10. Emocjonalny, psychiczny i fizyczny powrót BG do zdrowia

Brittney Griner została niesprawiedliwie zatrzymana w Rosji na początku lutego 2022 r. i po 10 miesiącach została ostatecznie zwolniona 8 grudnia. Nie potrafię sobie nawet wyobrazić emocjonalnych, psychicznych i fizycznych konsekwencji jej uwięzienia i mam nadzieję, że odzyska zdrowie we wszystkich trzech aspektach swojego życia. Zachęcająco było przeczytać jej oświadczenie, że zamierza w tym sezonie grać w WNBA w drużynie Mercury, a także zobaczyć, że po wzięciu piłki do ręki po raz pierwszy od prawie roku zrobiła wsad. Moim największym życzeniem świątecznym jest to, aby BG w pełni wyleczyła się z tego doświadczenia i w końcu rozkoszowała się radością z powrotu na boisko.
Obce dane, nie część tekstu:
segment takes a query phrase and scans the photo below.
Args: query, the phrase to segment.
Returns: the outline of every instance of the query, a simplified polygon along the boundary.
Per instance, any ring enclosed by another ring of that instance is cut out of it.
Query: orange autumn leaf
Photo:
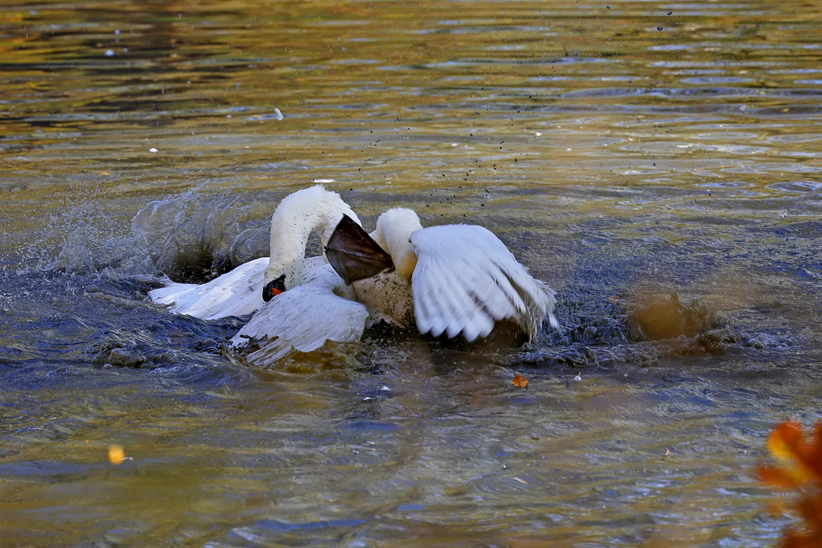
[[[112,464],[119,464],[126,460],[126,452],[119,445],[111,445],[109,448],[109,462]]]
[[[780,466],[760,463],[756,477],[762,481],[799,493],[790,506],[804,520],[804,530],[783,532],[782,548],[822,546],[822,421],[816,424],[812,440],[806,440],[795,421],[774,428],[765,444]]]
[[[519,386],[520,388],[525,388],[528,386],[528,379],[518,374],[515,377],[511,379],[511,384],[515,386]]]

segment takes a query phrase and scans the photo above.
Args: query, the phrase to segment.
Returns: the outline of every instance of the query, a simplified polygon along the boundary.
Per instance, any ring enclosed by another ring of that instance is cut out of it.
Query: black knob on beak
[[[285,291],[285,274],[266,284],[262,288],[262,300],[268,302],[275,295],[279,295],[284,291]]]

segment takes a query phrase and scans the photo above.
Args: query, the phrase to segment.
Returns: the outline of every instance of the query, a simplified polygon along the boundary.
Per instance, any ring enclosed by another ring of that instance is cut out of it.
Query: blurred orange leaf
[[[528,386],[528,379],[518,374],[515,377],[511,379],[511,384],[514,385],[515,386],[525,388],[526,386]]]
[[[805,530],[783,532],[782,548],[822,546],[822,421],[816,423],[813,440],[806,440],[796,421],[778,424],[765,444],[779,467],[760,463],[756,477],[800,494],[791,508],[805,520]]]
[[[126,460],[126,452],[119,445],[111,445],[109,447],[109,462],[112,464],[119,464]]]

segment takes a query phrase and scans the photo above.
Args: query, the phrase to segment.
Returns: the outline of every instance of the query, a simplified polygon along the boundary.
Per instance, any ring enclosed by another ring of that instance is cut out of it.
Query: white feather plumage
[[[484,227],[448,224],[411,235],[417,266],[411,279],[420,333],[472,341],[510,320],[533,338],[547,317],[555,292],[534,279],[496,236]]]
[[[171,312],[205,320],[251,314],[262,306],[266,266],[268,257],[255,259],[207,283],[169,283],[150,291],[149,297],[155,302],[171,305]]]
[[[330,265],[313,269],[303,283],[263,305],[231,339],[232,345],[242,346],[247,337],[267,341],[248,359],[255,365],[269,366],[293,349],[309,352],[326,340],[358,341],[368,310],[335,294],[340,285],[342,279]]]

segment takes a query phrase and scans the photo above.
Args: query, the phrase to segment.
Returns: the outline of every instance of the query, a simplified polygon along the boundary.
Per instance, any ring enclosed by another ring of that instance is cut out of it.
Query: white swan
[[[149,297],[172,305],[172,312],[206,320],[250,314],[326,262],[322,257],[305,259],[308,237],[318,232],[325,244],[344,214],[359,223],[339,196],[321,185],[293,192],[271,216],[270,257],[251,260],[207,283],[169,283],[150,291]]]
[[[375,316],[405,327],[413,317],[421,334],[461,333],[470,342],[507,320],[533,338],[546,318],[559,329],[556,292],[483,227],[423,228],[413,210],[395,208],[380,216],[371,237],[344,218],[326,255]]]
[[[335,293],[344,286],[330,265],[315,269],[302,283],[260,308],[231,339],[232,346],[241,347],[256,339],[260,349],[247,357],[266,367],[293,350],[316,350],[326,340],[358,341],[368,320],[368,309]]]

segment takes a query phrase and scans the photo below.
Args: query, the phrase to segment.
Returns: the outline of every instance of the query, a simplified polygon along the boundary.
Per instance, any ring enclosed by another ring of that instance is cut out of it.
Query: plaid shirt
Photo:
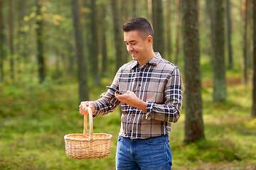
[[[118,101],[112,90],[94,101],[94,118],[112,112],[121,103],[119,135],[144,139],[169,135],[171,123],[180,118],[183,84],[178,67],[163,59],[159,53],[141,67],[132,61],[120,67],[112,86],[122,92],[133,91],[146,102],[146,113]]]

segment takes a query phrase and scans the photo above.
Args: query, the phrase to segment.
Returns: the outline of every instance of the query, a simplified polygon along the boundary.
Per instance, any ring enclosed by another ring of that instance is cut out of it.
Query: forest
[[[0,0],[0,169],[115,169],[119,108],[93,120],[109,156],[72,159],[63,137],[132,60],[136,17],[183,79],[172,169],[256,169],[256,0]]]

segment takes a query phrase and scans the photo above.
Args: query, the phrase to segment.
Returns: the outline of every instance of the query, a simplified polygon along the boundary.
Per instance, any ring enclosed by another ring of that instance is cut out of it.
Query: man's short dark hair
[[[149,22],[144,18],[135,18],[130,19],[122,26],[124,32],[137,30],[142,39],[146,39],[149,35],[154,35],[153,28]]]

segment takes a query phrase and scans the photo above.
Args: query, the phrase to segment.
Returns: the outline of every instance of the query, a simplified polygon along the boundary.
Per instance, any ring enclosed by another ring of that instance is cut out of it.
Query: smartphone
[[[119,94],[123,94],[123,93],[122,93],[121,91],[119,91],[119,90],[117,90],[117,89],[112,87],[112,86],[107,86],[106,87],[107,87],[110,89],[112,89],[112,91],[114,91],[114,92],[117,91],[117,93],[119,93]]]

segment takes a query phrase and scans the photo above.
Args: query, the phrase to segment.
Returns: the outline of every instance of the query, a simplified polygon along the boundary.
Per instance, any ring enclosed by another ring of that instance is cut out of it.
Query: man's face
[[[132,30],[124,33],[124,42],[127,51],[132,55],[132,60],[138,61],[140,64],[148,62],[148,38],[143,40],[139,36],[139,32]]]

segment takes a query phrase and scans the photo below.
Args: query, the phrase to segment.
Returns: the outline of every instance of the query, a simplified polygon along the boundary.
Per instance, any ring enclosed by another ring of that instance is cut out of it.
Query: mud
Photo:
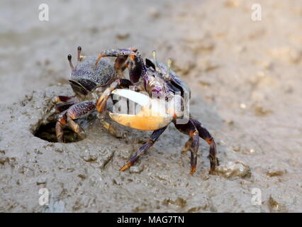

Lyndsey D’Arcangelo jest autorką tekstów w Just Women’s Sports, zajmuje się WNBA i koszykówką uniwersytecką. Współpracuje również z The Athletic i jest współautorką książki „Hail Mary: The Rise and Fall of the National Women’s Football League”. Proszę śledzić Lyndsey na Twitterze @darcangel21.